Toutes les facettes du féminin, en particulier, la féminité divine, le passionnaient depuis toujours et forment une des veines centrale de son œuvre ( une cinquantaine d’ouvrages).

 

Chantre de la passion, il a déjà proposé une relecture de l'histoire de Tristan et Iseut.

 

'' Tristan et Yseult '' fait partie de ces fabuleuses légendes qui sont le reflet d'une spiritualité proprement occidentale et qui ont traversé les siècles...

Pour Michel Cazenave, Tristan incarne le meilleur des chevaliers, le plus grand des héros. Mais du jour où il rencontre Iseut, du jour surtout où il cède à la passion et fait l’amour avec elle, il renonce à tout exploit héroïque. Socialement, il est devenu l’antihéros. Tristan et Iseut ont une conscience féminine de l’univers dans une société qui, héritière de Rome, de la Grèce et du Judéo-christianisme, a banni les valeurs féminines.
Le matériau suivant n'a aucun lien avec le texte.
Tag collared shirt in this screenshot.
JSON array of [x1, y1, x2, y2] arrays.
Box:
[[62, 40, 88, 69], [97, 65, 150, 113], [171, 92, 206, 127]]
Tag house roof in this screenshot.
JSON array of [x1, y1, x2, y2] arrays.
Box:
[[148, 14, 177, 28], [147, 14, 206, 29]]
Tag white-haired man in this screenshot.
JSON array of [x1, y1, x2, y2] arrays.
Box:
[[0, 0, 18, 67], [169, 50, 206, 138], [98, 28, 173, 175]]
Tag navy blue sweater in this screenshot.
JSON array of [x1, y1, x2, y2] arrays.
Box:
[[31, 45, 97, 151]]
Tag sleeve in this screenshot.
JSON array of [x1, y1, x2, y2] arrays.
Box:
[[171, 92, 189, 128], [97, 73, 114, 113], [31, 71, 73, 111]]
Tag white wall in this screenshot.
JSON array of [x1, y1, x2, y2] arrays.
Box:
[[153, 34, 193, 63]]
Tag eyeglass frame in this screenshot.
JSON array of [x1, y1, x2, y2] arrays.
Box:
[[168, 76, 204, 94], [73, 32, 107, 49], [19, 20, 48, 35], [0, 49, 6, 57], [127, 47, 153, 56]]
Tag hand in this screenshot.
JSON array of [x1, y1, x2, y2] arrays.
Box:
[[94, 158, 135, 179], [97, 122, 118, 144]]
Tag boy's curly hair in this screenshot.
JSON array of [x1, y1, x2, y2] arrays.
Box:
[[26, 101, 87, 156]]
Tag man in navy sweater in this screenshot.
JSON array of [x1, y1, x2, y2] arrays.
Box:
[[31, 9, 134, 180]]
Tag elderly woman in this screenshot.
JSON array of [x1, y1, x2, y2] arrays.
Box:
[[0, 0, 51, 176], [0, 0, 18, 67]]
La quête des deux amants est douloureuse, comme celle de la passion divine dont ils nous tracent la voie. Les épreuves ne manquent pas. Mais la flamme de l'espérance ne cesse de briller, fondée sur la certitude qu'il existe quelque part, dans la bulle d'air de Tristan ou les Iles de Fortune dont Iseut est l'emblème, un lieu de lumière dont nous avons tous la nostalgie profonde...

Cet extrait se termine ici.